How to write Hadoop MR programs using IntelliJ
We will use Cloudera distributions and use maven to define all the dependencies
Though I am using IntelliJ, you could use Eclipse and create a similar project.
1. Create new Project in IntelliJ
You can use maven archetype to create this project.
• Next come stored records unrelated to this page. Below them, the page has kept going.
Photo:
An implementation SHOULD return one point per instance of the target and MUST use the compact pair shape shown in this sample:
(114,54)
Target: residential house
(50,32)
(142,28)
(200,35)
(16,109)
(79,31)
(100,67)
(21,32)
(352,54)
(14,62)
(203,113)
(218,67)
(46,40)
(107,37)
Use the following archtype
archetypeGroupId=org.apache.maven.archetypes
archetypeArtifactId=maven-archetype-quickstart
Use atleast Java 7. This will generate a maven project with pom.xml
2. Add Cloudera repo in the pom.xml
<repositories>
<repository>
<id>cloudera-releases</id>
<url>https://repository.cloudera.com/artifactory/cloudera-repos</url>
<releases>
<enabled>true</enabled>
</releases>
<snapshots>
<enabled>false</enabled>
</snapshots>
</repository>
</repositories>
3. Add Hadoop dependencies for writing a client project
<dependency>
<groupId>org.apache.hadoop</groupId>
<artifactId>hadoop-client</artifactId>
<version>${hadoop.version}</version>
</dependency>
At time of writing this article, the latest Cloudera Hadoop Client version is 2.6.0-mr1-cdh5.5.0-SNAPSHOT
You might also want to add Maven Central Repo
http://repo1.maven.org/maven2
The project should build and you should have all the dependencies downloaded.
Now you are good to go.. write all the MapReduce programs you know :)